Paintwork is just as sparse in robot mode as it is on the vehicle, but more references to the original, G1 Prime are apparent, from the silver 'vents' on his shins to the silver stripes on his forearms. Molded detail is far more interesting and apparent in robot mode, and I was particularly tickled to find a molding on the back (obscured normally by the plate that forms much of the top and front of vehicle mode) that is somewhat similar to the Autobot insignia.

The head mold, too, is awesome - it retains enough of the typical Optimus Prime design elements to be immediately very familiar, and yet it's new and different enough to stand out. Despite being an earlier form of Optimus Prime, going by the story, the head seems colder, meaner, more robotic than some that have been made over the years. It's also one of the few - so far - to feature active light piping. Both Megatron and Bumblebee have the coloured translucent plastic needed for light piping, but the eyes are painted over.


When I refer to this model as being overengineered, what I mean is that transformation seems, at first, to require some parts to move through others. Of course, this is not actually the case - you simply need to move some parts halfway to enable other parts to complete their movement. And while robot mode might make it look simple enough - like you'd just need to flip up the crotch-guard and yank the roof plate over his head to make the front of the vehicle - it's far, far more complex than that. Also impressive is the number of small plates that just hinge around from one point to another - his shoulders/front wheel arches being a particularly effective example.

All this, and it's incredibly poseable. The feet, while mounted on a double ball joint - are the weakest part, and are just not stable enough. However hard you try, WfC Optimus Prime has a tendency to stand back on his heels. The articulated toe pieces, while only there to facilitate transformation, do actually help him adopt some pretty dramatic poses.

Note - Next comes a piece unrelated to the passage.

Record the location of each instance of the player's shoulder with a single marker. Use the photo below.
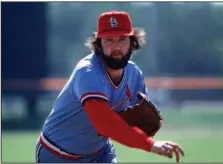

Also reasonably impressive is the gun - it has a spring-loaded foldaway mechanism for mounting on the rear of the truck, or on robot mode's back... but it comes with a hair-trigger that doesn't really like staying locked. Supposedly it's designed with a view to mounting it on his arm as if the gun is sprouting from his wrist... but since it plugs into the outside, rather than into the wrist area (with the fist folded back down), it's not very effective.

Still, on balance, this is a more-than-decent figure. Robot mode has impressed me much more than I expected, which goes some way to counter the unimaginitive vehicle mode.